Among the 270 included patients, 105 had AVF thrombosis (55 male and 50 female patients; age range, 29-79 years; mean age, 56.72 years; standard deviation [SDs], ±13.10 years). Conversely, 165 patients did not have AVF thrombosis (99 male and 66 female patients; age range, 23-79 years; mean age, 53.58 years; SD, ± 13.33 years). During the observation period, approximately 52.6% of patients with AVF experienced long-term complications. The most common complications associated with AVF were thrombosis (105; 38.9%), aneurysm formation (27; 10%), and excessively high output flow (10; 3.7%). Fifty-four (20%) patients with AVF required intervention because of complications associated with vascular access. The AUROC curve of the testing set was between 0.858 and 0.903.
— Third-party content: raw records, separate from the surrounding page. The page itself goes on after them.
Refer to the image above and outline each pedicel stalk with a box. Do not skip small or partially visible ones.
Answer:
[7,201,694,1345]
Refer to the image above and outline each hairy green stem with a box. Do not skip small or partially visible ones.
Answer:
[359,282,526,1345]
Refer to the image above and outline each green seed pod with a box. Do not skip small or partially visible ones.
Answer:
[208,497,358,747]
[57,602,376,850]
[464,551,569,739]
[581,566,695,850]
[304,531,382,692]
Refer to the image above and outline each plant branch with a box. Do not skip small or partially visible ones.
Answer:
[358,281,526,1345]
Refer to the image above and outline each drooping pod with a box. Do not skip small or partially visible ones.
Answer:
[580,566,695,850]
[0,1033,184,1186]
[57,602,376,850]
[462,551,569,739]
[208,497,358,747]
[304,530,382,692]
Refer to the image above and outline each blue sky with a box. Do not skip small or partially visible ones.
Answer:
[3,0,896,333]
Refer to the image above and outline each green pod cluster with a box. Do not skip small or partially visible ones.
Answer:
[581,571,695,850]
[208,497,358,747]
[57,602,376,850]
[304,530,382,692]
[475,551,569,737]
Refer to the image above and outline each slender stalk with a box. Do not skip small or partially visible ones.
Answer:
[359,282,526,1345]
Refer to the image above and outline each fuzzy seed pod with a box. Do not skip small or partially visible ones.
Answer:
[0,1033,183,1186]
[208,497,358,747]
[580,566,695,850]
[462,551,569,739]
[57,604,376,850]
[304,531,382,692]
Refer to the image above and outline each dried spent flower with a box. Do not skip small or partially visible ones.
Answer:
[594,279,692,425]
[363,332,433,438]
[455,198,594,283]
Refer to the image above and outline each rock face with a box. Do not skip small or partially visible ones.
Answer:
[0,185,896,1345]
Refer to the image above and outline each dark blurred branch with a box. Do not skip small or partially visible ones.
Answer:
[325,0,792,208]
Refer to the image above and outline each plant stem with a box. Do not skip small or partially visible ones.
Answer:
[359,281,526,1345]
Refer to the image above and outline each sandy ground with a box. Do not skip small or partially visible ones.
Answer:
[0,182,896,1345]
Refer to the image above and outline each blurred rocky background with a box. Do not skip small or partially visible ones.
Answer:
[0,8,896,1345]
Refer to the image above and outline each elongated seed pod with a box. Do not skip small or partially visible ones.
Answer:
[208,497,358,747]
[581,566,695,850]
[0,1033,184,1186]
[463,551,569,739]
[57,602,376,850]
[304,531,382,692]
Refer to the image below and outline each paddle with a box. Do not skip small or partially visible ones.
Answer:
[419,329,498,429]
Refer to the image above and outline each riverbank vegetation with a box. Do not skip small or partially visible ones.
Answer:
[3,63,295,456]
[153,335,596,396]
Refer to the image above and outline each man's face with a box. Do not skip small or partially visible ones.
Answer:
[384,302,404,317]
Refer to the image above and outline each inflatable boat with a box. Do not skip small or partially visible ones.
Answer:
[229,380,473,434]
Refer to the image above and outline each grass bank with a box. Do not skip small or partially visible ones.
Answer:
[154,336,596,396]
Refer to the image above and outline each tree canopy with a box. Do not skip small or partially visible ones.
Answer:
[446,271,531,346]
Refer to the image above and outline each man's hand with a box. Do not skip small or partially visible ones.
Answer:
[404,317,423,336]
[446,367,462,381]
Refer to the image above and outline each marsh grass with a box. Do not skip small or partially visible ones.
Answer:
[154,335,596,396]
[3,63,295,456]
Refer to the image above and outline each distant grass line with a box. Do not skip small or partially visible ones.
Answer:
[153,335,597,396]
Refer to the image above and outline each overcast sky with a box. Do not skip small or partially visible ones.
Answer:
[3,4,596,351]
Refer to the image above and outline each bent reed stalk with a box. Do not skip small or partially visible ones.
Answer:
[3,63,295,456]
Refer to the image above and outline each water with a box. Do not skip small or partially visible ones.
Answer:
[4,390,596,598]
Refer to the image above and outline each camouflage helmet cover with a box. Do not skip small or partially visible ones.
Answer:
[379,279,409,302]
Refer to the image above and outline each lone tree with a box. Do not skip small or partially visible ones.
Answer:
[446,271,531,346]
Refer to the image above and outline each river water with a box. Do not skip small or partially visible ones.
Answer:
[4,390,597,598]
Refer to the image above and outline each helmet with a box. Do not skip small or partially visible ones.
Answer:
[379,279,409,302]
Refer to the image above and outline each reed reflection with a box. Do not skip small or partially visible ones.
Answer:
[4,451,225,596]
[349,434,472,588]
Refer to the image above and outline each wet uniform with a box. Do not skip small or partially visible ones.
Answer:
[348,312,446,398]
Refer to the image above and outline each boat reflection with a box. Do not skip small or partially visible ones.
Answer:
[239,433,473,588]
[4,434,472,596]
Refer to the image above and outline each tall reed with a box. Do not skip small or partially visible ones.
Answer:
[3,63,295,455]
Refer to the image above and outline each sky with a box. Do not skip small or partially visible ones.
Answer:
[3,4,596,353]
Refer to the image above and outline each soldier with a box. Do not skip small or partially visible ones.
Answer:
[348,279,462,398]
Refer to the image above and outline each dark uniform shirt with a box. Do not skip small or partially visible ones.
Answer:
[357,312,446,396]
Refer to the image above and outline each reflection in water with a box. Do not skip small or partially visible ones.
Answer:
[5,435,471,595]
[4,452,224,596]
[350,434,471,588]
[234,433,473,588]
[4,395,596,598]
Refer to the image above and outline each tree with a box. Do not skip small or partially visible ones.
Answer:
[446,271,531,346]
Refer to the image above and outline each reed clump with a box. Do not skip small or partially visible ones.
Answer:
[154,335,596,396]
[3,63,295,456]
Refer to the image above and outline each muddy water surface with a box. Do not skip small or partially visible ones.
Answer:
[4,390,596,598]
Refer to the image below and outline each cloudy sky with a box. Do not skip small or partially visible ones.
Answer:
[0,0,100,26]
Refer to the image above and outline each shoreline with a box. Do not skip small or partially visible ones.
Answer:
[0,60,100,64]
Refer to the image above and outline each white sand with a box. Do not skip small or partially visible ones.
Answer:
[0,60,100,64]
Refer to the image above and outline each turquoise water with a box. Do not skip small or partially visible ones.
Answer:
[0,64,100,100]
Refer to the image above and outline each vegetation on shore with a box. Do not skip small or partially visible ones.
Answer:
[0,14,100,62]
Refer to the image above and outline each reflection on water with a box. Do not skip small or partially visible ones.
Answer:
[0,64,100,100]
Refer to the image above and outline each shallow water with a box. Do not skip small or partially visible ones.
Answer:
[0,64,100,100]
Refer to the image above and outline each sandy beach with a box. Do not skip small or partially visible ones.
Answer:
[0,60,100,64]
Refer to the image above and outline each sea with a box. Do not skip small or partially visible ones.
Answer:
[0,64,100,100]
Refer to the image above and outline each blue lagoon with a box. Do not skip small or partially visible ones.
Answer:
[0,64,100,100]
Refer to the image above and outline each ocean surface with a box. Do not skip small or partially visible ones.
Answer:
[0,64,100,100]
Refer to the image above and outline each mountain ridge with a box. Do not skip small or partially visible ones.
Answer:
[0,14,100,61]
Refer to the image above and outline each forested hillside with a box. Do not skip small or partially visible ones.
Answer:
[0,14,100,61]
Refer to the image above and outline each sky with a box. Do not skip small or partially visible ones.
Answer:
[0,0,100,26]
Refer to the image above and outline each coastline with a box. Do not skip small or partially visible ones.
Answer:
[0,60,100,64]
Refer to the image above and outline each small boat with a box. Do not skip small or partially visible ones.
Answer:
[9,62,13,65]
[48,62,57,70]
In this study, we developed five machine learning models to predict the risk of AVF thrombosis, providing a reference for early clinical intervention.
自体动静脉瘘(AVF)是维持性血液透析(MHD)患者首选的血管通路。然而,可能会发生血栓等并发症。本研究旨在构建和验证基于机器学习的 AVF 血栓形成风险预测模型,假设该模型可以有效地预测发生情况,为早期临床干预提供基础。
本回顾性纵向研究共纳入 2021 年 3 月至 2022 年 12 月在哈尔滨医科大学第二附属医院血液透析中心接受 MHD 的 270 例患者。在此期间,收集了 2020 年 3 月至 2021 年 12 月期间患者的基线数据和量表信息。我们记录了 2021 年 3 月至 2022 年 12 月的后续分析结果指标。构建了 5 种机器学习模型(人工神经网络、逻辑回归、岭分类、随机森林和自适应增强)。评估了每个模型的灵敏度(召回率)、特异性、准确性和精度。分析了每个变量的效应量并进行了排序。使用接收器操作特征(AUROC)曲线评估模型。
在纳入的 270 例患者中,105 例发生 AVF 血栓形成(55 例男性和 50 例女性患者;年龄范围 29-79 岁;平均年龄 56.72 岁;标准差 [SDs],±13.10 岁)。相反,165 例患者没有发生 AVF 血栓形成(99 例男性和 66 例女性患者;年龄范围 23-79 岁;平均年龄 53.58 岁;SD ± 13.33 岁)。在观察期间,大约 52.6%的 AVF 患者发生长期并发症。与 AVF 相关的最常见并发症是血栓形成(105 例;38.9%)、动脉瘤形成(27 例;10%)和输出流量过高(10 例;3.7%)。由于血管通路相关并发症,54 例(20%)AVF 患者需要介入治疗。测试集的 AUROC 曲线在 0.858 到 0.903 之间。
在这项研究中,我们开发了五种机器学习模型来预测 AVF 血栓形成的风险,为早期临床干预提供了参考。